A model has limited importance if it cannot be applied and according to Davis and Millon, the FFM model has many weaknesses when applied in the clinical domain as many traits involved in disorders are missing, hence, it is of more use in the academic and experimental context (Davis and Millon, 1993). Being restricted by the trait hierarchy is not advisable since there is limited information regarding personality pathology already. Other levels of trait hierarchy also help in providing information useful in clinical application. Another empirical study concluded that even though the FFM captured a significance variance for several personality disorders, it significantly predicted only 5 of the 11 disorders because of wide and intangible characterizations (Clark, 1993).

Theoretically, the model has been questioned on many aspects. McAdams critiques the model on the lack of causal explanations of human behavior and experience. He believes it describes the ‘psychology of a stranger’ as it describes people one knows nothing about, failing to describe the hidden aspects of personality. Behavior might not predict personality accurately as many people do not behave in accordance to their personalities in all situations. It is said that personality is an illusion and people only behave in accordance to the social context. According to Taylor & Macdonald, the FFM is significantly correlated with religious beliefs, suggesting on the possibility that there is some correlation that goes deeper than just outward behavior (Emmons, Barret and Schnitker, 1999).

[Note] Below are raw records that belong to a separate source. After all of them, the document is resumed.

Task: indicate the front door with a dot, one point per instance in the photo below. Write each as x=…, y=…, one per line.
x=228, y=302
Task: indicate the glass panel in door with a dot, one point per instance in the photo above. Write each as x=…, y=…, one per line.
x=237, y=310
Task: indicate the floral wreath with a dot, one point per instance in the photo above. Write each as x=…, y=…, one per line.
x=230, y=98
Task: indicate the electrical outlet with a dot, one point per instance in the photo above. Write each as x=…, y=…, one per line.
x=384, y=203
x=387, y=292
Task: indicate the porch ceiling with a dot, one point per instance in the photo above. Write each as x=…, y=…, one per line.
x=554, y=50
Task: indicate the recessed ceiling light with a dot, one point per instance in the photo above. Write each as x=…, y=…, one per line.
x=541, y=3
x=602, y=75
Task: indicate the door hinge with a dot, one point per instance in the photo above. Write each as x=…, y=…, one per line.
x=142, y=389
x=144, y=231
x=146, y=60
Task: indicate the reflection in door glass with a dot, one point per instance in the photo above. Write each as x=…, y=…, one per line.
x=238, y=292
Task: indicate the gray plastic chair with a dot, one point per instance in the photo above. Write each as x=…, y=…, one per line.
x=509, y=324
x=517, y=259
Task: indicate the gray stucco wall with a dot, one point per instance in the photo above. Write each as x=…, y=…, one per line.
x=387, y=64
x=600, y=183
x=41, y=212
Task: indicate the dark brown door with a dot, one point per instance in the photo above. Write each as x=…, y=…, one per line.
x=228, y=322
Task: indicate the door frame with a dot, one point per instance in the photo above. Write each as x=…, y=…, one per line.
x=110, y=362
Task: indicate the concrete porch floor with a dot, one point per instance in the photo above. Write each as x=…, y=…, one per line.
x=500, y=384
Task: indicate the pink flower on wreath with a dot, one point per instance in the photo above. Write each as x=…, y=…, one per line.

The model is often criticized by other alternate models such as Cattel’s 16 factor model and Eysenck’s PEN model which states the three uncorrelated dimensions of personality: psychotism, extraversion and neuroticism. According to Eysenck, the additional two traits, agreeableness and conscientiousness, are overlapping and excessive. He greatly supported the use of valid criteria to test the practicality of a theory and used his arousal theory to explain the causal roots of three factors. He tested Cortical arousal for extraversion, Visceral brain action for neuroticism and Gonadal hormones for psychoticism. Hence, the PEN theory focuses on the causal aspects of personality and is supported by credible evidence, making it more than just a descriptive theory (Eysenck, 1990).

Coming to a conclusion about the validity of the FFM model in explaining personality, the model can be seen as one angle about how and why individuals act the way they do but cannot provide a complete and comprehensive character profile. It does not explain the core aspects of human nature or take into account environmental factors, reasons behind personality development, individual differences or clinical disorders. According to Block (1995), the statistical and empirical grounds of the model are shaky and it is still very premature to accept it widely. McAdams criticizes the model as it cannot predict how people will behave in certain situations and why they behave the way they do. It cannot be used to reflect upon the entre personality of a person as it ignores the sociocultural context of human development. Moreover, some respondents might not even be able to take the questionnaires required to assess their personality types (Cavanaugh and Blanchard-Fields, 2006). McAdams correctly sums up by saying that the FFM is one important model in personality studies, not the integrative model of personality and cannot be used as the final, well rounded theory of personality (McAdams, 1992). Personality is a very abstract concept and to define it in terms of any one model will be unreasonable and it might forever remain a dream of psychologists to found a very precise, well rounded and all-encompassing theory of personality as no two people are the same and categorizing them might remain impossible.